Ибарон остановился перед застекленной витриной с «доктриной Монро». К нему немедленно подошел человек, в правой руке которого была свернутая газета. «Высокомерие этих республиканцев не позволяет им видеть в нас ровню, они считают нас низшей кастой», — произнес мужчина, цитируя Хосе Мануэля Зозайю, первого посла Мексики в Вашингтоне.
«Со временем они станут нашими заклятыми врагами», — отозвался Ибарон, тем самым закончив цитату; оба дали знать собеседнику, что говорить можно свободно.
Начальник мексиканской разведывательной службы Лопес Руис поправил ворот пиджака и подергал галстук — из-за этой привычки казалось, что клочок материи на шее постоянно его душит. Мускулистый и крепкий Руис ростом был не выше пяти футов, но плечи его были твердыми, как наковальни, а грудная клетка широкой и развитой благодаря работе в юные годы в отцовских каменоломнях. Он лысел, что пытался скрыть длинными волосами и зачесом. Занятия боксом оставили свой след, расплющив ему нос, и сейчас лицо его было плоско, с грубой, как выделанный башмак, кожей. Недостаток роста и благообразия Руис компенсировал энергией, стойкостью и упрямством. Эти качества способствовали его быстрому восхождению на политический Олимп, чему в немалой степени помог и Мигель Ибарон.
Руис пригладил зачес в тщетной попытке прикрыть лысеющую макушку.

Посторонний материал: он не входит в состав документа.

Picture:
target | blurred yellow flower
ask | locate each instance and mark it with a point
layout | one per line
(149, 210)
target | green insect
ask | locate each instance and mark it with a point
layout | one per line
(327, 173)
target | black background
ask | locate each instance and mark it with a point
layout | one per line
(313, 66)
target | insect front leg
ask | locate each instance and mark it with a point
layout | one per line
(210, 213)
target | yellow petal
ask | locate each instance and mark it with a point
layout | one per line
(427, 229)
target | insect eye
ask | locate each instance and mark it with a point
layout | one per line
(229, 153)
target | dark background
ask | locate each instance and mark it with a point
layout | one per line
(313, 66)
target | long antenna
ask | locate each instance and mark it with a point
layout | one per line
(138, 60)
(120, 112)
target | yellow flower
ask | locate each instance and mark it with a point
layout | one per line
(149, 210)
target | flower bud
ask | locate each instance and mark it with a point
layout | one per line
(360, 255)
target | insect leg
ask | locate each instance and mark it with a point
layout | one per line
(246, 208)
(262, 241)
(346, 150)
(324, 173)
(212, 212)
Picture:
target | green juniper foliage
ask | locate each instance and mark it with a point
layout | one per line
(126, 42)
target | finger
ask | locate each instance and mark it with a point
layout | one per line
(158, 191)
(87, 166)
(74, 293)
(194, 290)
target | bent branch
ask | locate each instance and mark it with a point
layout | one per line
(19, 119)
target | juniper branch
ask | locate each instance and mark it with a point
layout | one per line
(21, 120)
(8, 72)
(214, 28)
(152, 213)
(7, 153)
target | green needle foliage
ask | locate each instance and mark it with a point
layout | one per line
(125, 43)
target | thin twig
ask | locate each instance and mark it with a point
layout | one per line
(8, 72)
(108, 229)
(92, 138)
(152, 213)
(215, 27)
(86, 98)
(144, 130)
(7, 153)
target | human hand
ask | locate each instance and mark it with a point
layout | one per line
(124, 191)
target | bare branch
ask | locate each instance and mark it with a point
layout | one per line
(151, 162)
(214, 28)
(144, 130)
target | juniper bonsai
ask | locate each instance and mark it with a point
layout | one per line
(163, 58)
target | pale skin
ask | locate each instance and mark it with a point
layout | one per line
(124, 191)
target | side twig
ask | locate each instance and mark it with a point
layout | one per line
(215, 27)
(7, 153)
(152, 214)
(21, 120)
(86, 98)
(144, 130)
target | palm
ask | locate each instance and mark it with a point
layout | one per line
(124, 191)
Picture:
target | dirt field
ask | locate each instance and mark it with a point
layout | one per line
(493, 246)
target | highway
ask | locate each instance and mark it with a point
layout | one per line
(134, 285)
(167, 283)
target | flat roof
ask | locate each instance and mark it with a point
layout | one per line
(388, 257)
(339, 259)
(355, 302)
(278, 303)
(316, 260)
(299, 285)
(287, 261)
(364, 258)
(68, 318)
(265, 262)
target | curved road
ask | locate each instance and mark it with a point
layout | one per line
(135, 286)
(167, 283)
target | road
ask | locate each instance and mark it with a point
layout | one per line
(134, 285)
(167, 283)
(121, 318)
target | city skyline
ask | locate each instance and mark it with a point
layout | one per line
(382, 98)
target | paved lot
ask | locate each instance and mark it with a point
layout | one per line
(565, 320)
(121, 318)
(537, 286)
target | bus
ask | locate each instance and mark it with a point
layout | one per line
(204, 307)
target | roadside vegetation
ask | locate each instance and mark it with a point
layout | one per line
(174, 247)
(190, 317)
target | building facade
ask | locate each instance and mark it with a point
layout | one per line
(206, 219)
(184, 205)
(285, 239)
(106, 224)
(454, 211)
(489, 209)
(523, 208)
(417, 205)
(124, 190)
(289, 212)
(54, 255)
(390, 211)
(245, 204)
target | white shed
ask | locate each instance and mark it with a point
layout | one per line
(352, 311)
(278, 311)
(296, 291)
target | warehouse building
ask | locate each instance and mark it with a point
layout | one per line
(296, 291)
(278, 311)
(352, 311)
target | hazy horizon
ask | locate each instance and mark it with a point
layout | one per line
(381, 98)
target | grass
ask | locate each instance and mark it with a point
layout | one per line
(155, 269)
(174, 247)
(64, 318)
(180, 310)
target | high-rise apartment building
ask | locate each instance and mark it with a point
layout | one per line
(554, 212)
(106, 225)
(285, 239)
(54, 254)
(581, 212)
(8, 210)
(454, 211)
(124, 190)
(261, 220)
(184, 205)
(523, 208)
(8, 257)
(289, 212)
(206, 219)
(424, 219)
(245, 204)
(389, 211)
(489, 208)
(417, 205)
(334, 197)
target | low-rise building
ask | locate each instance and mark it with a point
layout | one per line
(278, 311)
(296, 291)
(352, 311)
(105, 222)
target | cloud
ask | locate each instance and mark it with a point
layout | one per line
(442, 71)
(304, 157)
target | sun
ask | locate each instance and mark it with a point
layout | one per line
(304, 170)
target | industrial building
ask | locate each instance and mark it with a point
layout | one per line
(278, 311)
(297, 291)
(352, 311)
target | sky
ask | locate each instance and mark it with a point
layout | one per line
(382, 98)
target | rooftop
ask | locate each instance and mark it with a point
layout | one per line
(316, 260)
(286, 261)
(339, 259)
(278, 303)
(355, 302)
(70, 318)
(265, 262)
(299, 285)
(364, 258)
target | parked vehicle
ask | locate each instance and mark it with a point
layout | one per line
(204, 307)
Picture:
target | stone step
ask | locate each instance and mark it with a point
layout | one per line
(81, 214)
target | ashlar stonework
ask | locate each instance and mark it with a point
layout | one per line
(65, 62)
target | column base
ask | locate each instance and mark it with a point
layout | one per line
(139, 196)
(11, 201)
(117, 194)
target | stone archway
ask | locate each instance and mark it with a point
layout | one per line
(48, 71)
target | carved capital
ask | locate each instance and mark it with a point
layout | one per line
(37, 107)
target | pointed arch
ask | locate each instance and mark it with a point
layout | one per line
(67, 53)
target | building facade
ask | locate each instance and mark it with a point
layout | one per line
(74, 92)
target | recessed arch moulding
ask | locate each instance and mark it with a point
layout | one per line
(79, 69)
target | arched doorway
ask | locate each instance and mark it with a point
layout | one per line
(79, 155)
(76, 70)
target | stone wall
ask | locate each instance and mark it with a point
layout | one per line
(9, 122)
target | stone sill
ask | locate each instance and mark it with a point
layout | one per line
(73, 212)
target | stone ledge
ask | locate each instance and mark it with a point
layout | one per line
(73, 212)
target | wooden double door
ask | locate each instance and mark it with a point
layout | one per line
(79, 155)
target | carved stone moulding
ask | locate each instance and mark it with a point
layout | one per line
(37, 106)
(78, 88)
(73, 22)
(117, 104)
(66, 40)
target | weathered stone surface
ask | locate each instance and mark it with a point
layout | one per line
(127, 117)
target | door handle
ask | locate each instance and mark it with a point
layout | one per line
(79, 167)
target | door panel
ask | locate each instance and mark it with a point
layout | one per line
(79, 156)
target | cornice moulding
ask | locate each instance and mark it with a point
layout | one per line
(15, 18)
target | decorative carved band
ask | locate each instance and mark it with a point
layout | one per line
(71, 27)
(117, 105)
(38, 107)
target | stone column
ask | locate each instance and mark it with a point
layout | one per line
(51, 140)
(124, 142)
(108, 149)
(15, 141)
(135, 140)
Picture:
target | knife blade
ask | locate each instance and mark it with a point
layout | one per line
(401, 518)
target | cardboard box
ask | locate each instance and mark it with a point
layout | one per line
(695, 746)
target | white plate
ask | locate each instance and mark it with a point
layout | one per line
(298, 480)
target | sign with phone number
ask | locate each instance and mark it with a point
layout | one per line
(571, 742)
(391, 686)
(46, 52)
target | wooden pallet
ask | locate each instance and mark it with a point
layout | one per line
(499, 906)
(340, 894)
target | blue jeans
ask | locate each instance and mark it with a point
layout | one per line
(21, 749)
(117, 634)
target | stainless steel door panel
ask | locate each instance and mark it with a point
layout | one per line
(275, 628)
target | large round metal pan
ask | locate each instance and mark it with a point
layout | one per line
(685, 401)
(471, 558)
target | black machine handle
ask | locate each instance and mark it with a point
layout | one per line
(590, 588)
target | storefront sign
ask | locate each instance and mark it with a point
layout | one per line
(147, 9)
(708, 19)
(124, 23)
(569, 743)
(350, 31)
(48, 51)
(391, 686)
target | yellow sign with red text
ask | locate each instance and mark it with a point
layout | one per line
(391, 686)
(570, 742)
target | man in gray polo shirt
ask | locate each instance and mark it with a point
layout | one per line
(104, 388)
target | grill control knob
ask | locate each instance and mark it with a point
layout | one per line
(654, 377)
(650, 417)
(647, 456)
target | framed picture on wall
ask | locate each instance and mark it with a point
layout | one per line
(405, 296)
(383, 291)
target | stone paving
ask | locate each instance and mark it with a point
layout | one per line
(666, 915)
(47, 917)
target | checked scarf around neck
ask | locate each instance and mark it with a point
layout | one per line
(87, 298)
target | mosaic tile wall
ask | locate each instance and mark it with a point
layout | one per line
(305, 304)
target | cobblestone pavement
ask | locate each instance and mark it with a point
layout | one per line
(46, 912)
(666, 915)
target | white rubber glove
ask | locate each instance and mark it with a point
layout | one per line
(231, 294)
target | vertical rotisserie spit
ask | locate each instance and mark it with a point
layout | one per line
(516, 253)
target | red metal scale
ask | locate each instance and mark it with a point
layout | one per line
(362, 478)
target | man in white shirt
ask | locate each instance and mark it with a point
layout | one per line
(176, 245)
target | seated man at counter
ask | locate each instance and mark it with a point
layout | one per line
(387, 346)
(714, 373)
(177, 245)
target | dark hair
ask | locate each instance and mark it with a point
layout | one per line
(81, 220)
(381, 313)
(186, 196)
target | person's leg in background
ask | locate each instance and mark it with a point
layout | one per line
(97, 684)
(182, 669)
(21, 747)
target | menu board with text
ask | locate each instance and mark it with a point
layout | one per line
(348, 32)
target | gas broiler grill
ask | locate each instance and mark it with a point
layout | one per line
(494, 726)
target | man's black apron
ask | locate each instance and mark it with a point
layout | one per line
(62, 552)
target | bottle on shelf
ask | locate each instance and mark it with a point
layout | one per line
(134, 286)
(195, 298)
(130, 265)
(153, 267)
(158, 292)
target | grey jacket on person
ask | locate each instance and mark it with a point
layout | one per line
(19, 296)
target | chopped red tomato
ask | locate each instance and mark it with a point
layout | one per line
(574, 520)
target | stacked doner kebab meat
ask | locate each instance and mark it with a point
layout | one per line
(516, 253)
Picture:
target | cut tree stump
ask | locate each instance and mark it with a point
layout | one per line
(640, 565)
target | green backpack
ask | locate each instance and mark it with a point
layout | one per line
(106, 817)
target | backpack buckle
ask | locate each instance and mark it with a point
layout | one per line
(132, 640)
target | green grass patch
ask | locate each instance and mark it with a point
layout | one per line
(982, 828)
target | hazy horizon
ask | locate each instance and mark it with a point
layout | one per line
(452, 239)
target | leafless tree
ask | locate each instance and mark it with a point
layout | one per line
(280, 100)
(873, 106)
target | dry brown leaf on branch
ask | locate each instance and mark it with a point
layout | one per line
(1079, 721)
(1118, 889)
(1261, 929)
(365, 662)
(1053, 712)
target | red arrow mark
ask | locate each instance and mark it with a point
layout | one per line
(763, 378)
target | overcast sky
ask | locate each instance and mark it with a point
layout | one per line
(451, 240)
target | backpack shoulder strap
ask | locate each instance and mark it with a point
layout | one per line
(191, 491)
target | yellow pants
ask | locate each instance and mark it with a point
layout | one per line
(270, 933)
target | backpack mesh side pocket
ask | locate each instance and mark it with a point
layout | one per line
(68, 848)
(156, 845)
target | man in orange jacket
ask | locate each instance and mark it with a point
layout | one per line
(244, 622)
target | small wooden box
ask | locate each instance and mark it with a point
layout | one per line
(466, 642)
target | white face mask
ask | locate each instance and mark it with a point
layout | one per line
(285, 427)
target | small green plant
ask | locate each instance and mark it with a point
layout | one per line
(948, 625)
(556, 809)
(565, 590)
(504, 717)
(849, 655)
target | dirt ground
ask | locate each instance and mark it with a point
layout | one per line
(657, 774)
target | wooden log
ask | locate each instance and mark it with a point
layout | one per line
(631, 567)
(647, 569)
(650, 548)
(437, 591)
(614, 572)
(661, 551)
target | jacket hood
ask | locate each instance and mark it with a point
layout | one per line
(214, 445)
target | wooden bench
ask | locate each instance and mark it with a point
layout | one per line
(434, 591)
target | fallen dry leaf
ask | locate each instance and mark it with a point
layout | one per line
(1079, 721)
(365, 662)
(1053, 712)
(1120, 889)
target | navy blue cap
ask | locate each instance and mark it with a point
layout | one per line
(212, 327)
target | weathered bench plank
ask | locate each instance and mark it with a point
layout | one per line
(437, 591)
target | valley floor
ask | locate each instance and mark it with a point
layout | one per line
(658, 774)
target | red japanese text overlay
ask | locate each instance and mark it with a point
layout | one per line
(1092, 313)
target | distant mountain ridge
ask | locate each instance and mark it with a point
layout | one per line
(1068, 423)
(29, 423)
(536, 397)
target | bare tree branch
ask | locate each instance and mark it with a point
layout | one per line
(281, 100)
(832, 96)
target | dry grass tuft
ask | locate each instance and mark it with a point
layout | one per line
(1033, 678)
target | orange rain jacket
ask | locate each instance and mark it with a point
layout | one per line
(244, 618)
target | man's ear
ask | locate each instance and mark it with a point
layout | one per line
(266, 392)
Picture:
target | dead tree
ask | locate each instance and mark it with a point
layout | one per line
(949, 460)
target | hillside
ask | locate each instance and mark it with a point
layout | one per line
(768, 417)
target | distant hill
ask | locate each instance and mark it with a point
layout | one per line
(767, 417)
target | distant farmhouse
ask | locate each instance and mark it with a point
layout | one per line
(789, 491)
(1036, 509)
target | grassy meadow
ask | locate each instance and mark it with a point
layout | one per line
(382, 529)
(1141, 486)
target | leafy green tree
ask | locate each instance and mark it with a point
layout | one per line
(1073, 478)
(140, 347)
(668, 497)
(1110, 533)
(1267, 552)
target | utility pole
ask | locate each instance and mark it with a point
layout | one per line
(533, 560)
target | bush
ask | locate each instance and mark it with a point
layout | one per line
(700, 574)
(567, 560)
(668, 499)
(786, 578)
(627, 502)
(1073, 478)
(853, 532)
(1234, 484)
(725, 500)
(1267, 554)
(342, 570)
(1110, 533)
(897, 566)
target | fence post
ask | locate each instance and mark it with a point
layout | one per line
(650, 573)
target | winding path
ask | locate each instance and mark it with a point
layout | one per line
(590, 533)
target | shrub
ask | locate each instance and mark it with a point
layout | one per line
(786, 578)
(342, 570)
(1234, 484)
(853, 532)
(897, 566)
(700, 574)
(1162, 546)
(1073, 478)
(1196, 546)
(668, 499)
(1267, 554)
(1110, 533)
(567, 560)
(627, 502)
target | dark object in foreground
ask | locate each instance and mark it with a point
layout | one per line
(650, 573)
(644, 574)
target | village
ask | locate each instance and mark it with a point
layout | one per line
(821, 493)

— Мне звонили из аппарата шефа Центрального разведывательного управления. С согласия ФПП и начальства меня попросили сделать подробный анализ моих данных, — сказал он, имея в виду Федеральную превентивную полицию и главу Директората, то есть две организации, крышующие службы мексиканской разведки. Они вели неусыпную слежку за деятельностью активистов Сопротивления и групп революционеров — они интересовались Народной революционной армией, сапатистами, Армией народной революции и Фронтом освобождения Мексики.